Ale mam wrażenie że "zachód" woli kulturę helleńską,celtycką i germańską a w dupie ma moją słowiańską kulturę. To wina Niemców którzy w Europie Zachodniej zbudowali stereotyp Słowianina jako dzikusa którego musi podbić cywilizowany Germanin. Wychodzi na to że Słowianie są najbardziej niedocenianym ludem w Europie choć połowa mieszkańców Starego Kontynentu posługuje się językami słowiańskimi. Czemu "Zachód" nie robi filmów z postaciami z mitologii słowiańskiej tylko wałkuje postacie w mitologii celtyckiej czy nordyckiej? Czemu Słowian nikt nie chce dopuścić do słowa? To dyskryminacja etniczna!!!
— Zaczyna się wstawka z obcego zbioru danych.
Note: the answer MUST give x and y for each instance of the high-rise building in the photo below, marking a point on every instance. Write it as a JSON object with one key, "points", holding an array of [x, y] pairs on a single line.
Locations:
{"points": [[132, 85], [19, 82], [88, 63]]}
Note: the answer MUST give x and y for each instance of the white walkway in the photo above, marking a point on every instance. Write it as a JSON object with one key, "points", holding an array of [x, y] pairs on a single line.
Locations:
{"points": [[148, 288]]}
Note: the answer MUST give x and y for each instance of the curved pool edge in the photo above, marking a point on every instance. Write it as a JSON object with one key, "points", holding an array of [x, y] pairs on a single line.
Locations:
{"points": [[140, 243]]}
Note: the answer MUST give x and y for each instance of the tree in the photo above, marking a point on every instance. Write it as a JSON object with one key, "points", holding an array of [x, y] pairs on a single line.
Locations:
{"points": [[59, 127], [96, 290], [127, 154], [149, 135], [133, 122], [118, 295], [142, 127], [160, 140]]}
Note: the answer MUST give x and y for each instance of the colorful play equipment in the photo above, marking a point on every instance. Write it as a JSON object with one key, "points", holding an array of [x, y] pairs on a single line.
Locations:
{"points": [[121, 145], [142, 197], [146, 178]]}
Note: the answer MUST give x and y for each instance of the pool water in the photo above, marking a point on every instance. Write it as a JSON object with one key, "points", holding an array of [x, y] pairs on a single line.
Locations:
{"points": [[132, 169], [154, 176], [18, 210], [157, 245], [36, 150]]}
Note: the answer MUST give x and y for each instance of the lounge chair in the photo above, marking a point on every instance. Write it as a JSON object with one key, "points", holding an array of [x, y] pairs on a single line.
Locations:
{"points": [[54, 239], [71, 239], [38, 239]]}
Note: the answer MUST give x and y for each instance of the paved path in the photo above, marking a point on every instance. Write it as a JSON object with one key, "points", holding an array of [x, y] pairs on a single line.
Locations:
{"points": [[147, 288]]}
Zgadzam się z tobą, ale obecnie amerykańscy filmowcy to mogą zrobić historię w której głównymi bohaterami byli Norwegowie którzy zamieszkiwali tereny Abchazji, mówili w języku klinowym i walczyli z Jagiełłą pod Grunwaldem. Tak naprawdę to przestałem brać pod uwagę fakty historyczne. Co do filmu mi się podoba.
Czy to wina Niemców? Nie, bo co gusta Hollywood mają do niemieckich pomysłów, wyrastających zresztą z fascynacji historią podobne do tejj, która towarzyszyła Sarmatom w baroku. W Gladiatorze, na początku, to chyba byli Germanie, prawda? Cywilizacja przyjechała do nich dopiero na katapultach.
Chrzanić to, co sobie myśli Zachód o Słowianach. A jeżeli to ma takie znaczenie, to zaproponuj interesujące filmy lub książki o kulturze słowiańskiej ze wschodniej Europy. Biorąc pod uwagę to, jak Amerykanie rozumieją średniowiecze, lepiej, żeby ciekawe produkcje powstały na Starym Kontynencie.